EU Market: Carbon climbs back above €5 as Iran remarks jumpstart oil prices

Published 18:14 on February 17, 2016  /  Last updated at 18:14 on February 17, 2016  / Ben Garside /  EMEA, EU ETS

EU carbon prices posted their biggest daily increase so far this year, rising 8.5% on Wednesday to rise out of their bearish trend channel on the back of an afternoon jump in oil prices, which triggered wider gains across the energy complex.

EU carbon prices posted their biggest daily increase so far this year, rising 8.5% on Wednesday to rise out of their bearish trend channel on the back of an afternoon jump in oil prices, which triggered wider gains across the energy complex.

The Dec-16 EUAs settled up 40 cents at €5.10 on ICE, just four cents off the day’s high, having earlier touched the 22-month low of €4.62 hit last week.

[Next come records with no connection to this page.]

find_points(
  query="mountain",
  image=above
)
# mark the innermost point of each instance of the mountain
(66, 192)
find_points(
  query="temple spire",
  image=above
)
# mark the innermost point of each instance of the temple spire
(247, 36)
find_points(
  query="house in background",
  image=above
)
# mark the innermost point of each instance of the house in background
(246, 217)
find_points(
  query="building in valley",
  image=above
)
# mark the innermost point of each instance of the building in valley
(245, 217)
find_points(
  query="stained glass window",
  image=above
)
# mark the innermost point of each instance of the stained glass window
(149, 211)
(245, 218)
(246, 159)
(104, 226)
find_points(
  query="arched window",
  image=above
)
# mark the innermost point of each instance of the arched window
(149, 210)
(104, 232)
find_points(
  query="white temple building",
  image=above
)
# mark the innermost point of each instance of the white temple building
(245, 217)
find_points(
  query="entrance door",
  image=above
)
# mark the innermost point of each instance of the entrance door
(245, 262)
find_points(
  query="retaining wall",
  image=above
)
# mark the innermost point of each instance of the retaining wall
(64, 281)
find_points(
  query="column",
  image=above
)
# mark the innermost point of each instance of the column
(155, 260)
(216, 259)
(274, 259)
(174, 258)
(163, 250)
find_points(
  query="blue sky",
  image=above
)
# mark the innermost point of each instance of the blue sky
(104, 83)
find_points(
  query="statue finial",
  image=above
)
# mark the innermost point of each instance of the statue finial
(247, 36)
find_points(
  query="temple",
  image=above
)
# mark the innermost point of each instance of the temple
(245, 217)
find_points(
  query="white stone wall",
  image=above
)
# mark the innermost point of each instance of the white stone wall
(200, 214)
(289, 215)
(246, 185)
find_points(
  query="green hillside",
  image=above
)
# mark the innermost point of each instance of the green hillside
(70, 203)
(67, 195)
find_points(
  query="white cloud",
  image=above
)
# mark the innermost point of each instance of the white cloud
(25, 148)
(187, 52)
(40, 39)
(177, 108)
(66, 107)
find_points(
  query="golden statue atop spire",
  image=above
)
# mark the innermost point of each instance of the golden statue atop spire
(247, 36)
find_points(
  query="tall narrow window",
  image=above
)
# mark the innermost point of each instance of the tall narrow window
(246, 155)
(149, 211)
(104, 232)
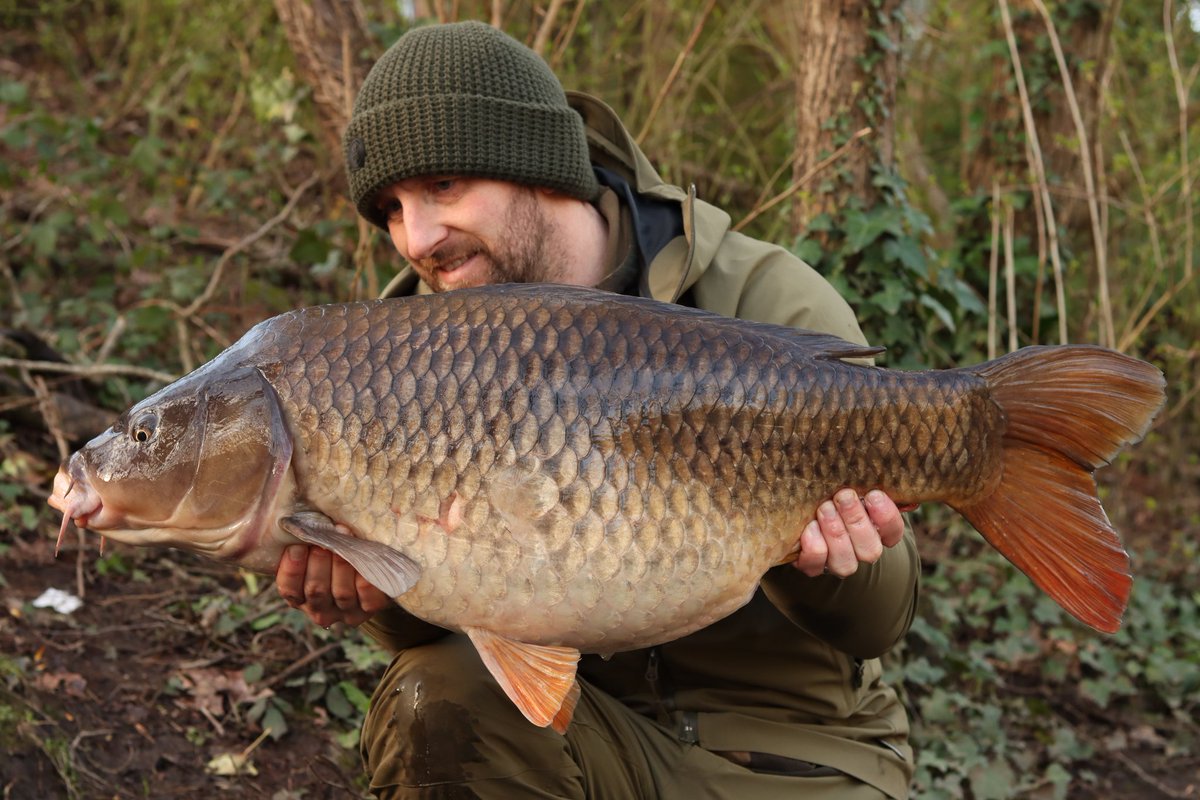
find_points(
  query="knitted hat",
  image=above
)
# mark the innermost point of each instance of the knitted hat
(463, 98)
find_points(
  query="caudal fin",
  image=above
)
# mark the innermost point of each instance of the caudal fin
(1069, 410)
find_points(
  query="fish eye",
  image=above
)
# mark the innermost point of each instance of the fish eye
(143, 429)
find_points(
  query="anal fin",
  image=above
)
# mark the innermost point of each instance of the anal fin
(538, 678)
(387, 569)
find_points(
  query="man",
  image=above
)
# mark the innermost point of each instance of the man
(466, 150)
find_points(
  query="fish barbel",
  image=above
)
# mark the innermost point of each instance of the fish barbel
(556, 470)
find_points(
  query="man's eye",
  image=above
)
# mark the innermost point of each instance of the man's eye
(390, 209)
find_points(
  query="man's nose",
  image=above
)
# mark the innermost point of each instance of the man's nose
(424, 232)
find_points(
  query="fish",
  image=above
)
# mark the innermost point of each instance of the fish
(556, 470)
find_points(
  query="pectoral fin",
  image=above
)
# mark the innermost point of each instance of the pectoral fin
(388, 570)
(539, 679)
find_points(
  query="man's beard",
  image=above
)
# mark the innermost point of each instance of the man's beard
(526, 256)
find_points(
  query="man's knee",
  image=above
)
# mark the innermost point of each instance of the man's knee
(439, 719)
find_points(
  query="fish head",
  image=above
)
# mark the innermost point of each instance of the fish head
(198, 465)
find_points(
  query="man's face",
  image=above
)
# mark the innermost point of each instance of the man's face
(469, 232)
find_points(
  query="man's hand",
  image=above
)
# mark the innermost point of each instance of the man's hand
(327, 588)
(849, 531)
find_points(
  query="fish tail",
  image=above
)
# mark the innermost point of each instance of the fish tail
(1069, 410)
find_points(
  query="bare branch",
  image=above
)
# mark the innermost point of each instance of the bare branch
(88, 371)
(1085, 156)
(675, 70)
(1039, 170)
(803, 180)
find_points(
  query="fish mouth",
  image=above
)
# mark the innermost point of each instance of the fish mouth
(75, 497)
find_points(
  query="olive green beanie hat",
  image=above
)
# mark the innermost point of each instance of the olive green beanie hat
(463, 98)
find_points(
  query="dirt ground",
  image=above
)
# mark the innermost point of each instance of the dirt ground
(136, 695)
(139, 693)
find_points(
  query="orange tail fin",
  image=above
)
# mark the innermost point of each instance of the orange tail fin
(1071, 409)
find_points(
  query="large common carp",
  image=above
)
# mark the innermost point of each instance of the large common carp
(556, 470)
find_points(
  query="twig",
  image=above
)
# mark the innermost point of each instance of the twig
(802, 181)
(567, 35)
(1039, 283)
(1038, 169)
(210, 157)
(243, 244)
(994, 269)
(1156, 245)
(547, 22)
(1085, 157)
(675, 70)
(1009, 277)
(1181, 98)
(300, 663)
(111, 338)
(88, 371)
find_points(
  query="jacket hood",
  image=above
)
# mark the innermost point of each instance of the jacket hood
(677, 268)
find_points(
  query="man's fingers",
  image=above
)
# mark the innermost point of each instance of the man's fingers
(885, 516)
(863, 534)
(318, 581)
(342, 588)
(841, 560)
(289, 576)
(813, 551)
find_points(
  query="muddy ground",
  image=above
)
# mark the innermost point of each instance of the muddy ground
(141, 693)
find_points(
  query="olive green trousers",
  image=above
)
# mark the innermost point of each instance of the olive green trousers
(441, 727)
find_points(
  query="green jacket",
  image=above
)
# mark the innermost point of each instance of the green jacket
(795, 673)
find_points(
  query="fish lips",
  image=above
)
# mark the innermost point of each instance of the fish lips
(197, 465)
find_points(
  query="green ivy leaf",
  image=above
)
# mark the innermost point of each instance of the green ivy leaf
(907, 252)
(939, 310)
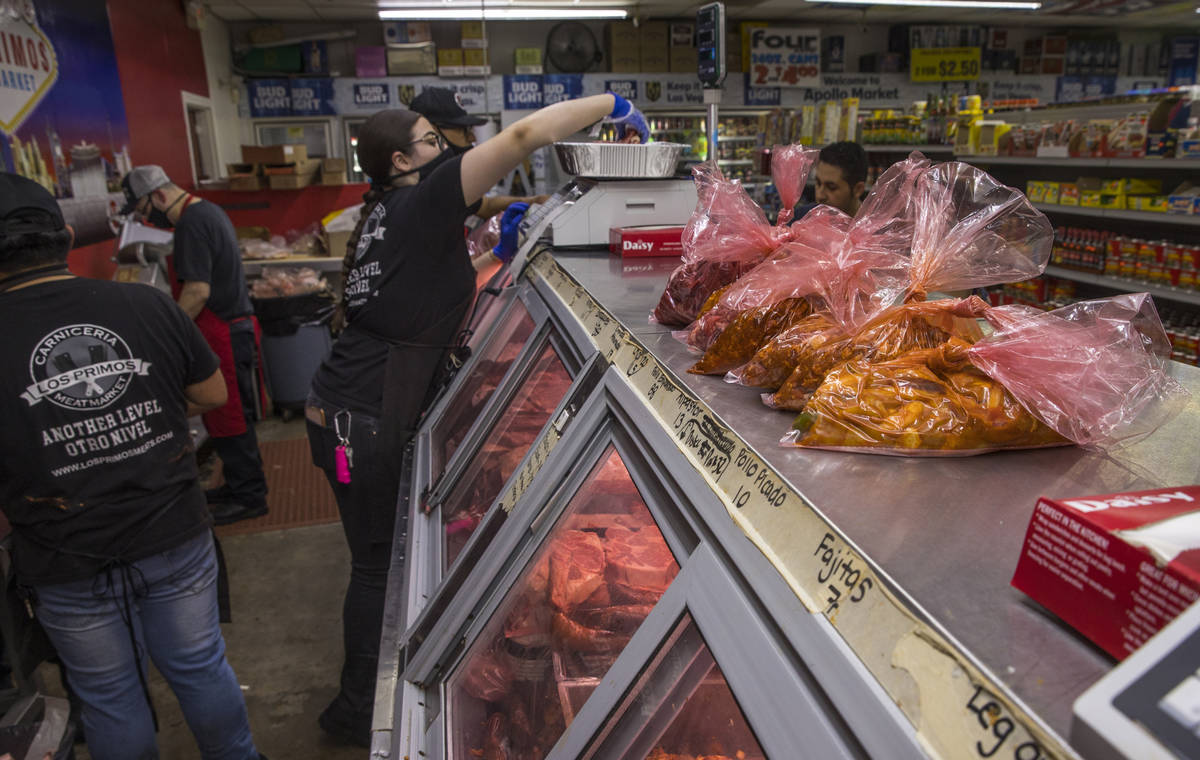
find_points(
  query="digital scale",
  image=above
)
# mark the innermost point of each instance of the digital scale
(1149, 706)
(583, 210)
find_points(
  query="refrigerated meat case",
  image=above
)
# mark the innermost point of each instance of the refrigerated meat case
(826, 604)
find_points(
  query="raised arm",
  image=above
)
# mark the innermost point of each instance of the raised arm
(486, 163)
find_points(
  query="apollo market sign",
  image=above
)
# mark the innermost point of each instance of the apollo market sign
(28, 69)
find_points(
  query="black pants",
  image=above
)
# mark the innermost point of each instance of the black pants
(370, 504)
(240, 459)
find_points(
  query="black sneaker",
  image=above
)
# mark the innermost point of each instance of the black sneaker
(217, 495)
(232, 512)
(345, 728)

Turnover was a heavy 24 million.

The benchmark carbon contract rose steadily throughout the session but made a sustained move above €5 in the last two hours of trade, as oil surged by as much as 7% on news that Iran’s oil minister welcomed a co-ordinated effort among producers to stabilise prices. Carbon has correlated closely with oil in recent weeks.

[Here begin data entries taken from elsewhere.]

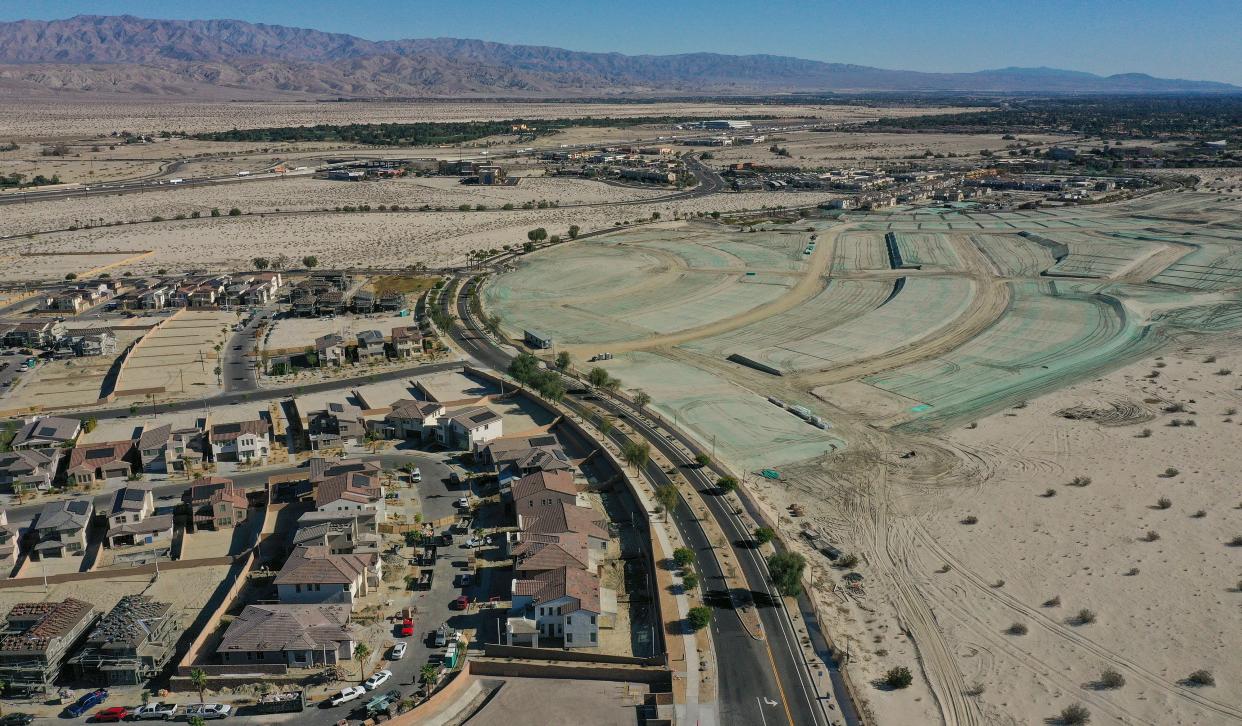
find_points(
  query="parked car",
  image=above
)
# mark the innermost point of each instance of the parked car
(157, 711)
(208, 711)
(378, 679)
(347, 694)
(87, 703)
(113, 714)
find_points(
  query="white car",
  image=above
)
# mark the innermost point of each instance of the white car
(347, 694)
(208, 711)
(376, 680)
(157, 711)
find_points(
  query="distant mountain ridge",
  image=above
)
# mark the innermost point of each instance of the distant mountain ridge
(127, 55)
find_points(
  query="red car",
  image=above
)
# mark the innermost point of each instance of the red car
(112, 714)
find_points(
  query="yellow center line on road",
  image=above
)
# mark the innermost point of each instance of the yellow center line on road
(784, 700)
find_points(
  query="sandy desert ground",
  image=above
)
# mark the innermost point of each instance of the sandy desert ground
(40, 119)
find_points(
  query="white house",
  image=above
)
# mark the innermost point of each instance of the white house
(562, 603)
(242, 441)
(470, 428)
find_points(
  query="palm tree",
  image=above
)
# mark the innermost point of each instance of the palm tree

Other energy prices also climbed on what was widely seen to be a tacit endorsement of the first oil price support pact agreed outside of OPEC in some 15 years.

Next-year baseload German power prices rose 24 cents or 1.2% to €21.09/MWh on EEX after hitting a fresh record low of €20.65/MWh, but clean dark spreads narrowed amid more pronounced hikes in carbon and coal, which itself gained 1.7%.

“The EU carbon price has now convincingly broken out of its downward trend, setting the stage for a rebound,” said analysts at Thomson Reuters Point Carbon on Twitter.

Yet some traders were more cautious, with many still licking their wounds following the volatile drop in recent weeks that has seen more than 40% wiped off prices since the end of 2015.

“I would be careful to call it the bottom, but it feels like €4.62 was the lowest level for carbon. A couple more days with positive numbers and I could call it end of the rout,” said one trader.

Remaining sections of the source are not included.